“Hey babe, what would you think of taking a flight in a 1928 airplane?” he says, only about a half a cup of coffee into our morning.
“Um, sure” I say groggily. Then my brain woke up. “Wait, say what now?!? That sounds like a death wish.” I reply. Picture the horrified look on my face for full effect. Of course, at that point I’ve only entertained the question in the most theoretical of senses. Then it occurred to me that it might not be.
Nope. It was not a theoretical question. “No, it’s a Ford Tri-Motor. I’ve always wanted to fly in one and they’re offering flights in Reno today.”
And thus began my day a few months ago as I found myself unexpectedly packing up some minimal camera gear and driving to Reno to fly in a 90-year-old airplane.

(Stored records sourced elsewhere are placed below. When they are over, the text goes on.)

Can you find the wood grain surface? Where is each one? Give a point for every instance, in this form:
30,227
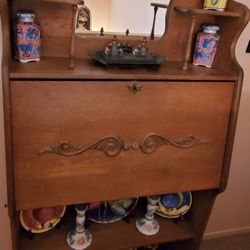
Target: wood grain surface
49,113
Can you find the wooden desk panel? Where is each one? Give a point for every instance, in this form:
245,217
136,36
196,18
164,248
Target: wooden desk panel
87,141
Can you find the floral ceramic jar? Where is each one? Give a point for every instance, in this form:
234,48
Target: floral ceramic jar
215,4
27,38
206,46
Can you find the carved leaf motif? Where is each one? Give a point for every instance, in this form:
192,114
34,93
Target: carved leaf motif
152,142
111,146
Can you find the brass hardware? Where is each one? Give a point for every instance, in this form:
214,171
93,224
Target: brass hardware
135,88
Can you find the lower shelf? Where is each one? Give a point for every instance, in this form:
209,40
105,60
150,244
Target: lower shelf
119,235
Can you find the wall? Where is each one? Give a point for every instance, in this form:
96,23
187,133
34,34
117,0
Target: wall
4,223
231,210
119,15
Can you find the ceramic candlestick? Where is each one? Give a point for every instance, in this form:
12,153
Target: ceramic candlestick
148,225
80,238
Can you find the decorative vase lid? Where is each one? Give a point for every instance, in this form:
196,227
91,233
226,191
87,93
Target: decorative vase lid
26,17
211,29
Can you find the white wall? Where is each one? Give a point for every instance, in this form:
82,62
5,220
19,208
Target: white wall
119,15
4,220
231,212
137,16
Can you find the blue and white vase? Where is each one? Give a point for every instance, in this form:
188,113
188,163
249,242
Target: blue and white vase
80,238
27,38
148,225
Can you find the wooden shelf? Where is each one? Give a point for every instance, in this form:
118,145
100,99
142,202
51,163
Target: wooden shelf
61,1
58,68
119,235
194,11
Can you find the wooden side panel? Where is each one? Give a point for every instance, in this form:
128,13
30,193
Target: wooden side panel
46,114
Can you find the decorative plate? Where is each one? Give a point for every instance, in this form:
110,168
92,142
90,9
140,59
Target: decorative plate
111,211
174,205
41,220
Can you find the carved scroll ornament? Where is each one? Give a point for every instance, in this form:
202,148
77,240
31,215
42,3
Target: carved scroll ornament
112,145
152,142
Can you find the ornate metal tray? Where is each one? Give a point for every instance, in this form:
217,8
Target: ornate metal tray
128,60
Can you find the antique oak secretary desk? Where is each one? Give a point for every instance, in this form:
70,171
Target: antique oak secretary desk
139,132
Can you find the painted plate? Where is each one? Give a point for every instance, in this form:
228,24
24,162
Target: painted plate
174,205
41,220
112,211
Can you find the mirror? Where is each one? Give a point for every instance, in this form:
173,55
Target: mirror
130,17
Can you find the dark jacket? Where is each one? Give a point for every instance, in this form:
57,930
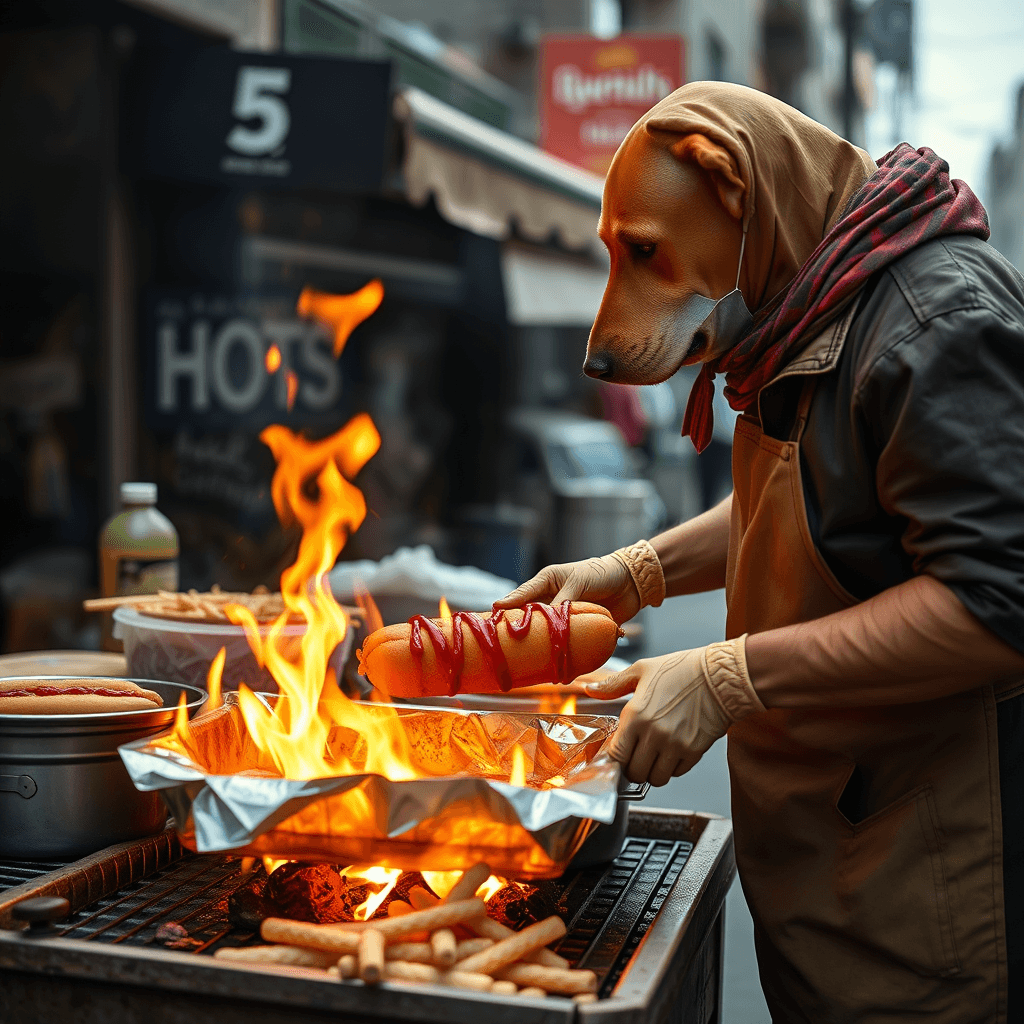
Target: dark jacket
913,454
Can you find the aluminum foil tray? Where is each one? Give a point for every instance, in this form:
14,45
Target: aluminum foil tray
224,799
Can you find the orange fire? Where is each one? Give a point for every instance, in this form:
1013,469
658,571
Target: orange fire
311,729
343,313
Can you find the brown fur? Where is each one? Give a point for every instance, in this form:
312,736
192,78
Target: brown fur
685,197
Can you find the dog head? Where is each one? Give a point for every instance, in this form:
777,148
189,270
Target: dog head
671,219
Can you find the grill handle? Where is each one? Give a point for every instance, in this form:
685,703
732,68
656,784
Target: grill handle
40,913
24,785
634,791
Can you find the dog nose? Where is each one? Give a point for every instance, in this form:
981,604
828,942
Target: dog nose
599,365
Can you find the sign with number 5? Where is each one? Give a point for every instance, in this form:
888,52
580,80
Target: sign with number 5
259,93
215,115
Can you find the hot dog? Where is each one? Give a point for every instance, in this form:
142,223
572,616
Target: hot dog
74,696
474,652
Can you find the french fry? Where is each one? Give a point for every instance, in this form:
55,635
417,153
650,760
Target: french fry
491,929
291,955
404,971
469,883
441,915
516,946
298,933
551,979
463,979
415,952
469,946
371,956
443,945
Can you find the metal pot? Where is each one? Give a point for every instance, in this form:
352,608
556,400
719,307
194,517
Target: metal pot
64,791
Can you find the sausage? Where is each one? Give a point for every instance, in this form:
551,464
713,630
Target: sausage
74,696
474,652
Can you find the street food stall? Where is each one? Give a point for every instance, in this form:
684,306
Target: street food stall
304,328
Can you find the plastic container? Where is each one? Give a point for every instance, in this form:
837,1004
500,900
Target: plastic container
138,551
181,652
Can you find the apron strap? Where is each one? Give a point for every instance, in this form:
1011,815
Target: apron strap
803,408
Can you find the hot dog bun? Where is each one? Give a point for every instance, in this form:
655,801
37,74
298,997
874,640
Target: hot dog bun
74,696
518,647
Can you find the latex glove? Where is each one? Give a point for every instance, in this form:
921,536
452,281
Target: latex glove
624,582
682,704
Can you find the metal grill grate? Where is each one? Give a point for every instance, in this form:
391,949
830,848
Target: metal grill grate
183,906
15,872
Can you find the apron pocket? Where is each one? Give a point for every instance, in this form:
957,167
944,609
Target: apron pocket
891,886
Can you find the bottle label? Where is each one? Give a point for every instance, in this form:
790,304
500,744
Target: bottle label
138,577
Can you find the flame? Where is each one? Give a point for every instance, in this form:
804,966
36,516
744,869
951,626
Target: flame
492,886
386,877
213,678
343,313
180,738
311,487
518,774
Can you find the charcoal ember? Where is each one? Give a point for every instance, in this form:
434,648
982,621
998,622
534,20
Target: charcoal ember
512,905
407,882
248,906
310,892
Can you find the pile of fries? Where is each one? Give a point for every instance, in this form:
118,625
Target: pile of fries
197,607
418,943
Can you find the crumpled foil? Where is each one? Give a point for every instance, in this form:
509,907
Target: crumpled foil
460,813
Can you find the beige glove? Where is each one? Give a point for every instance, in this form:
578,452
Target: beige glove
624,582
682,704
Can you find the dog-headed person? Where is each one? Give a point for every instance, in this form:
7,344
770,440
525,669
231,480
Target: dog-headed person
871,551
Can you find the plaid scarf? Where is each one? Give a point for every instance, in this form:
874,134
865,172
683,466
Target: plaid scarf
908,200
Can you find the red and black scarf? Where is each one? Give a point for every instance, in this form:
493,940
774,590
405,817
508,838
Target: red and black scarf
908,200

That was not the original plan for the day, as you’ve probably gathered. And you know I’ll keep it real. I was kind of scared. It sounded terrifying.
On top of the what-the-hell-am-I-getting-myself-into factor, I wasn’t completely sold this was the best way to spend my time that day. I’m simply not an airplane aficionado and I was quite buried in other pressing life and work tasks that needed my attention.

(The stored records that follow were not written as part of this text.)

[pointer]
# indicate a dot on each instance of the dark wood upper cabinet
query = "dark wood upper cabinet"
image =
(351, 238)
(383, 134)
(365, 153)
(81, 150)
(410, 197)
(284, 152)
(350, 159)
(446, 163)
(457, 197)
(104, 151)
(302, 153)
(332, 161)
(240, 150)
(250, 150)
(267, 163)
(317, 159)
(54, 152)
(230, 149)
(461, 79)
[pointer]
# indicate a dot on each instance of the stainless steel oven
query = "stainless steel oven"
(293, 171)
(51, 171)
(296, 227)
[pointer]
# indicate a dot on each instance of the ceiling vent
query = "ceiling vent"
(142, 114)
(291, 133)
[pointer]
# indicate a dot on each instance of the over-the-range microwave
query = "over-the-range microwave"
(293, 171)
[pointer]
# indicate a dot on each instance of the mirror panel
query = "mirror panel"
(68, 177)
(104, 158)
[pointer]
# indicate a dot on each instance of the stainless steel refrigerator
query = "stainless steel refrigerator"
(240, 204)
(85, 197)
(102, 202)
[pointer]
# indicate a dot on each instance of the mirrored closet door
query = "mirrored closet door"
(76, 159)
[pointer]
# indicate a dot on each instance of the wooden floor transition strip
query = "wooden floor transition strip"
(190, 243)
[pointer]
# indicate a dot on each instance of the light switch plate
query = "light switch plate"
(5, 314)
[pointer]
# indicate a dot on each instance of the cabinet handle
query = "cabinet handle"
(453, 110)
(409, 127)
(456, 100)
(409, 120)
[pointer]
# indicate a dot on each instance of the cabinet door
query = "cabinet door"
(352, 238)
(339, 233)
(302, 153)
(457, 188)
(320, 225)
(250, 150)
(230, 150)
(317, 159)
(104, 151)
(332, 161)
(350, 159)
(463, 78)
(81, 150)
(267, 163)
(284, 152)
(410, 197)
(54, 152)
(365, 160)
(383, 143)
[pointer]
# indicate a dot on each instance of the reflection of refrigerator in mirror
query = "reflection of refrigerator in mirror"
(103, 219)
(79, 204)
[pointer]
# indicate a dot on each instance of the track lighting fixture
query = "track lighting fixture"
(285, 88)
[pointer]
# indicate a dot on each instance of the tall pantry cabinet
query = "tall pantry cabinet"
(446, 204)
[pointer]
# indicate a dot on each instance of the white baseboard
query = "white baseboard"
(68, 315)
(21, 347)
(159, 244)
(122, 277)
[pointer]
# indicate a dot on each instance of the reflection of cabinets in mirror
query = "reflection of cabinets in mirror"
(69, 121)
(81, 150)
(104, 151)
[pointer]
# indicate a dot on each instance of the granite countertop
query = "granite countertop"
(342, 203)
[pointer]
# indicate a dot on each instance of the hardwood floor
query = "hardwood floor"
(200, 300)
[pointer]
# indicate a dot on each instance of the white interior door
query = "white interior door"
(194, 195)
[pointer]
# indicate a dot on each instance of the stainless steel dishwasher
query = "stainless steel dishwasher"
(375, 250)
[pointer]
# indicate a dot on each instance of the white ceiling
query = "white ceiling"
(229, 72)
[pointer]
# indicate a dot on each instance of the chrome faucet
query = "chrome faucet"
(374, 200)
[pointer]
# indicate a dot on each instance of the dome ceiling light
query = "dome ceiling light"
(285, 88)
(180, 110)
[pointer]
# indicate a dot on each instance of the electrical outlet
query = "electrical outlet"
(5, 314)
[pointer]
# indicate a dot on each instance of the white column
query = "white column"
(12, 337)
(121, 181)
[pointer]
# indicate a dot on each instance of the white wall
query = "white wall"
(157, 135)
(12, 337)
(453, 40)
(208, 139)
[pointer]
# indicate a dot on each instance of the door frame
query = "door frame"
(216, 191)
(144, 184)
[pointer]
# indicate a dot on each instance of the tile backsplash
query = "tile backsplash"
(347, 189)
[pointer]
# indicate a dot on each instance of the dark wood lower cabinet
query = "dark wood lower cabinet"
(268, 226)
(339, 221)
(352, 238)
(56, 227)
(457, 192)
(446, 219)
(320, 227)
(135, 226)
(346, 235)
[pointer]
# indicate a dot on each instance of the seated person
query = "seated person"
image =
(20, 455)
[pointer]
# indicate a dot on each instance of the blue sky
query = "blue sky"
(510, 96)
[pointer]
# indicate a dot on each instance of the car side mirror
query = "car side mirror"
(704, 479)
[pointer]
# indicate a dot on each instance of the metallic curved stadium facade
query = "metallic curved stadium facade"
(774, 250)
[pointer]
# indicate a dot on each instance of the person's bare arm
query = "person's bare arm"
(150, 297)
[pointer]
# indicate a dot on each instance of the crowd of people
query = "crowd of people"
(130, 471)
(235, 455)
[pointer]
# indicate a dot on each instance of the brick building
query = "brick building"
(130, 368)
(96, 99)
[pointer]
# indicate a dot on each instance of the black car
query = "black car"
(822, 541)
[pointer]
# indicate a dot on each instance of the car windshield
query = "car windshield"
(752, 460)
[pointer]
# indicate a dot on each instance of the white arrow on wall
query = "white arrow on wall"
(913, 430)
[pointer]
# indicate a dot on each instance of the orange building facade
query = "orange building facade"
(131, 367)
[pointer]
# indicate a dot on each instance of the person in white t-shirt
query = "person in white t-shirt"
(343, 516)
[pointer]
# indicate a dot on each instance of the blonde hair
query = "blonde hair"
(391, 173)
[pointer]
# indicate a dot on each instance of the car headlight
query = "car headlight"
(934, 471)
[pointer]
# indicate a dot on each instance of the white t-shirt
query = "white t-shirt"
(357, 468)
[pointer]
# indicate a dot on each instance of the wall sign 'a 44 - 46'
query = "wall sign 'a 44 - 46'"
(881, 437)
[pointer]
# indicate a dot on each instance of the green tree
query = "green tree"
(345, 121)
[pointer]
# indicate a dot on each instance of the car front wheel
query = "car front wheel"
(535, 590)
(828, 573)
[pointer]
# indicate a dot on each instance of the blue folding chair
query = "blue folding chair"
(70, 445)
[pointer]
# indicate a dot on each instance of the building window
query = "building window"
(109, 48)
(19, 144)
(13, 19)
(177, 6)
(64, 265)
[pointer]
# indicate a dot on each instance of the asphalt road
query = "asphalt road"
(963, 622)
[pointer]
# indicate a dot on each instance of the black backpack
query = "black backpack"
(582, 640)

But I’m no stranger to embracing spontaneous opportunities. Keeping your bucket full is all about recognizing the things in life you probably shouldn’t pass up. I didn’t approach it for the curiosity at first, though. Being someone who is in ever-present work mode, I thought “Ok cool, my dear man is so stoked about this and it would be a really unique photo op. ”
Flying back in time
Little did I understand how cool it would be. Once I had some time to understand a bit more about the Ford Tri-Motor, I became intrigued. The historical importance completely roped me in. I had no idea!

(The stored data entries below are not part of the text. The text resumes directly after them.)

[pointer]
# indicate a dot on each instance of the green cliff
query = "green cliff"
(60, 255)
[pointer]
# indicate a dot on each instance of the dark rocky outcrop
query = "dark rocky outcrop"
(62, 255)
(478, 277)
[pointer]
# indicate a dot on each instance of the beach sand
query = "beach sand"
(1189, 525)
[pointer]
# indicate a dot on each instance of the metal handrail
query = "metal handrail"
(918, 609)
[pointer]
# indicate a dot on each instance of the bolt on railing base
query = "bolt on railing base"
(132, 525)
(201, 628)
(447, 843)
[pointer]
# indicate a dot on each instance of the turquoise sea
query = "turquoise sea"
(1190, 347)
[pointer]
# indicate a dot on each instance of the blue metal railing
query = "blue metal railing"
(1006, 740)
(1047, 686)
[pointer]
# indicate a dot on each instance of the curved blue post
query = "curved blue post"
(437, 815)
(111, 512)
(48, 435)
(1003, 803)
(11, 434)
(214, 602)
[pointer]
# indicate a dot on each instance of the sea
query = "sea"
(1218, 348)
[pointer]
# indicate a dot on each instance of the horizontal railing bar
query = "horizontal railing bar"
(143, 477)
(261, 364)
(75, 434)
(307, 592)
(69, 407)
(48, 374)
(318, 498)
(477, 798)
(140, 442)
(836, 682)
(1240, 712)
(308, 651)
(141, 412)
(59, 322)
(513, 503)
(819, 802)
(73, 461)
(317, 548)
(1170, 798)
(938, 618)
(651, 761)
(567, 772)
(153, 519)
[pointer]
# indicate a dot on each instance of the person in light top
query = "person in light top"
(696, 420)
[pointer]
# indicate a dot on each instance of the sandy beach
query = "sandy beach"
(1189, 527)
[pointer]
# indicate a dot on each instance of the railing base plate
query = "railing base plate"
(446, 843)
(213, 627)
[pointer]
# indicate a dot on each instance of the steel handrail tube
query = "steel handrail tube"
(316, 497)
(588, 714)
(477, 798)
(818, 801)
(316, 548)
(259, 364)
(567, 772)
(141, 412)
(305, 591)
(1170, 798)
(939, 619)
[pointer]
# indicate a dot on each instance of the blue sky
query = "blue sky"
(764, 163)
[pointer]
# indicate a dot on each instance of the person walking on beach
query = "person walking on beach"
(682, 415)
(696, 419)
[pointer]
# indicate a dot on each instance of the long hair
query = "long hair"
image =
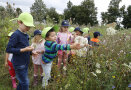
(37, 39)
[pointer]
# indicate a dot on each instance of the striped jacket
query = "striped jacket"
(51, 49)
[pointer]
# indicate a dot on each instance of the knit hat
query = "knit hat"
(45, 30)
(26, 18)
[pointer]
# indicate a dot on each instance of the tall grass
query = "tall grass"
(113, 57)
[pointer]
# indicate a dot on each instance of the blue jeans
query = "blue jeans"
(22, 76)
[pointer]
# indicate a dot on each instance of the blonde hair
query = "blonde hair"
(37, 39)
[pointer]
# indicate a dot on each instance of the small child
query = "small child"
(18, 45)
(8, 64)
(63, 37)
(51, 49)
(95, 41)
(38, 44)
(83, 42)
(86, 34)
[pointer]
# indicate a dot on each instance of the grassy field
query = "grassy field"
(110, 64)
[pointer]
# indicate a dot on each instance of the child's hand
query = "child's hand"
(34, 54)
(75, 46)
(6, 64)
(29, 48)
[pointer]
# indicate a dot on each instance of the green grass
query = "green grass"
(111, 55)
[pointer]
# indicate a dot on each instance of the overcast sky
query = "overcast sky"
(60, 5)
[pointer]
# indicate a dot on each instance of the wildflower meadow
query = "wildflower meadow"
(104, 68)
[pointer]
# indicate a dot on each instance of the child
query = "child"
(8, 64)
(38, 43)
(95, 41)
(19, 46)
(51, 48)
(63, 37)
(86, 34)
(83, 42)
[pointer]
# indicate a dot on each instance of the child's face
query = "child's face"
(52, 37)
(65, 29)
(78, 33)
(22, 27)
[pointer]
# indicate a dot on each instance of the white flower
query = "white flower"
(93, 73)
(97, 65)
(98, 71)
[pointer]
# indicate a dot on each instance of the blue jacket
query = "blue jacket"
(17, 41)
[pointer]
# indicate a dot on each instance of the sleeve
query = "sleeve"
(57, 47)
(12, 44)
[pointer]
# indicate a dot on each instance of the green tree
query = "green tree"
(127, 18)
(53, 15)
(38, 10)
(90, 12)
(113, 12)
(10, 10)
(86, 13)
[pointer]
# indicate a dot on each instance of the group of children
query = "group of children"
(46, 45)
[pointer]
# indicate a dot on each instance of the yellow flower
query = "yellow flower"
(113, 76)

The airplane is unique and gorgeous with its square shape and corrugated body panels. Its exterior controls are both amazing and entirely frightening. The old-school interior is a step back in time. The wooden paneling, the gloriously retro light sconces, the decorative curtains, the huge windows that allowed you to take in the whole view—I adored the details and textures.
The flight itself was amazing. I’ve seen Reno from the air countless times as I’ve flown in and out on commercial flights. But this—a low-altitude loop looking through the blades of the wing-mounted motors, was entrancing. It was a totally visceral experience unlike commercial flights. It’s much like the difference between the joy of riding and the monotony of driving in the bubble of a car.
Holding on to the magic
Serendipity struck just a few days after my Tri-Motor experience when I read a great bit by my Tremont photography pal Steve Zigler about holding on to the magic of travel after you return. I realized that this is one of the ways you do it. You bring the spirit of travel home with you and apply it to your daily life. You give yourself the chance to see your hometown in a new way.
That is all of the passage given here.